Saudi Arabia: Reporter Sentenced to Five Years in Prison for Insulting Tweets

Saudi Woman Driver AP

Saudi Arabia has sentenced a journalist to five years in prison after he insulted the kingdom’s rulers on Twitter while supporting the right of women to drive.

Amnesty International reported that the kingdom also issued an eight-year travel ban for Alaa Brinji and fined him 50,000 riyals ($13,300).

“The sentencing of Alaa Brinji to a five-year prison term is utterly shameful. He is the latest victim of Saudi Arabia’s ruthless crackdown on peaceful dissent, where the aim appears to be to completely wipe out any and all voices of criticism,” declared James Lynch, Deputy Director of Amnesty International’s Middle East and North Africa Program.

He added: “Putting someone behind bars for peacefully exercising his legitimate right to freedom of expression, and defending the rights of others to do so, is a complete distortion of the very notion of justice. The authorities must ensure his conviction is quashed and release him immediately and unconditionally.”

Authorities arrested him on May 12, 2014, and have kept him behind bars since. They denied him access to a lawyer while in solitary confinement. The Specialized Criminal Court (SCC), Saudi Arabia’s counter-terrorism court, convicted Brinji on these charges: “insulting the rulers of the country,” “inciting public opinion,” “accusing security officers of killing protestors in Awamiyya,” “ridiculing Islamic religious figures,” and “violating Article 6 of the Anti-Cyber Crime Law.”

Amnesty noted the Saudi kingdom “has sentenced many activists and dissidents to lengthy prison terms, and even to death, after grossly unfair trials” since 2014.

In December, journalist Qunan Al-Ghamdi accused the kingdom of promoting extremism and pushing the youth to become “criminal murderers in the ranks of ISIS.”

“Our sons are still marching en masse to become cannon fodder in civil wars and [to serve as] criminal murderers in the ranks of ISIS in every war or terrorist crime around the world,” he wrote. “[Saudi youths] form the majority in every arena of so-called jihad.

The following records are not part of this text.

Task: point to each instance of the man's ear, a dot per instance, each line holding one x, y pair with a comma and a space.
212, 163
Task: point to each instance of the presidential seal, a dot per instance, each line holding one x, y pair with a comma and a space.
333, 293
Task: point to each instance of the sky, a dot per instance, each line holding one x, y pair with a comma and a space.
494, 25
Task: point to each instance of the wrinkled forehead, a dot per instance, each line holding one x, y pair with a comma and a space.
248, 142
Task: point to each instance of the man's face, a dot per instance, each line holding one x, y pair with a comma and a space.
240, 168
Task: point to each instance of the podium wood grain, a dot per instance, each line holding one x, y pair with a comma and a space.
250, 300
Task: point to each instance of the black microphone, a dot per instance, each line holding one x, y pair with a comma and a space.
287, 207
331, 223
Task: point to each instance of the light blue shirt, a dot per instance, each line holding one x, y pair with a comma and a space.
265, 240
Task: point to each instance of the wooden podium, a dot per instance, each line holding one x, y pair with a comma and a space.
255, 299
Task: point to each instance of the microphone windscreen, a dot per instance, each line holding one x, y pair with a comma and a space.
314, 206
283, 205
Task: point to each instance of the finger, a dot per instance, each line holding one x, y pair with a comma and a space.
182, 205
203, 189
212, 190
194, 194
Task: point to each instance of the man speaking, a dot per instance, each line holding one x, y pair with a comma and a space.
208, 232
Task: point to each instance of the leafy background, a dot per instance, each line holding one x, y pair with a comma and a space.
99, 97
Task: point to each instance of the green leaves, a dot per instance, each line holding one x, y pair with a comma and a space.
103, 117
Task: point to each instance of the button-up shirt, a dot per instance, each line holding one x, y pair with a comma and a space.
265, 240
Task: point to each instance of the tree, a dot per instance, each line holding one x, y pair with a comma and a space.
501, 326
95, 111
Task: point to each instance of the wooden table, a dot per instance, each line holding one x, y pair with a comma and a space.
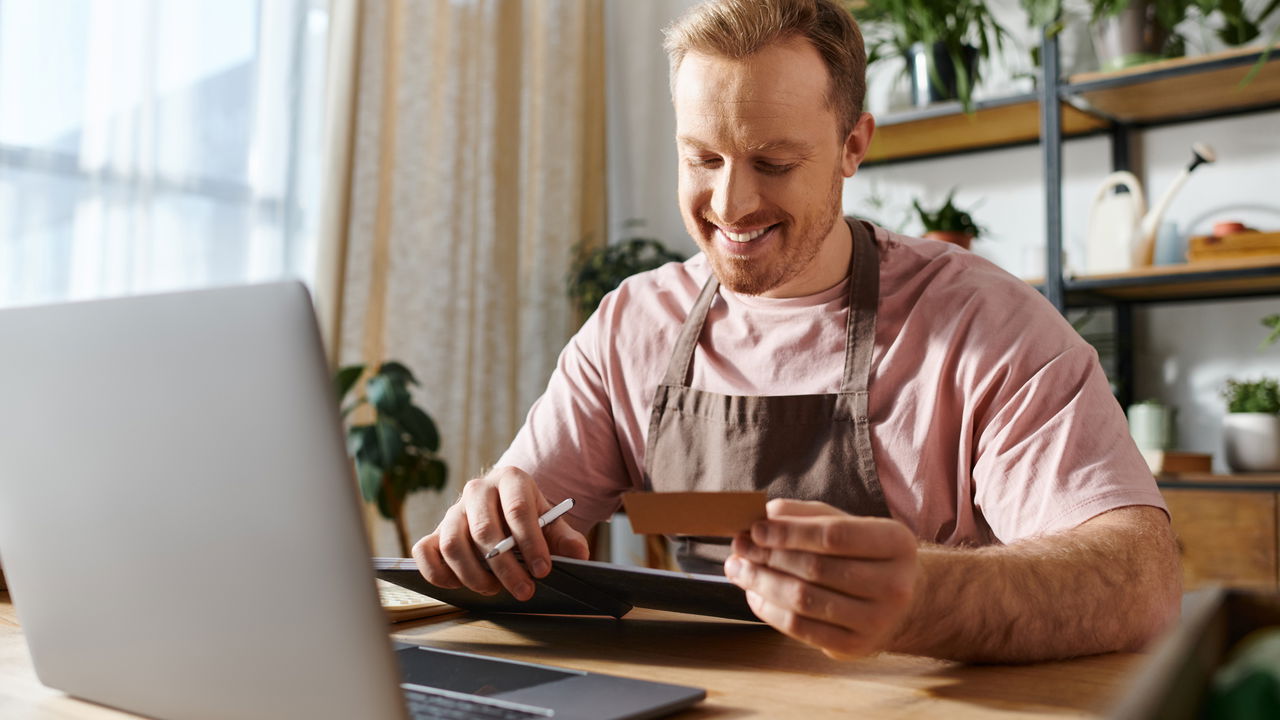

The wellsprings of extremism and fanaticism still [exist] everywhere in our country, to the extent that some boys and girls in our schools accuse other boys and girls of heresy or of straying from the right path just for mentioning some pictures [they liked] or some movies they saw.”

The kingdom banned a National Geographic issue in September 2015 “for cultural reasons.” The publication chose a picture of Pope Francis for the front cover.

“Saudi censors might have also seen dangerous implications for the Wahhabi state in how National Geographic framed its coverage, as the cover referred to Francis leading a ‘quiet revolution’ to reform the Catholic Church,” wrote Foreign Policy.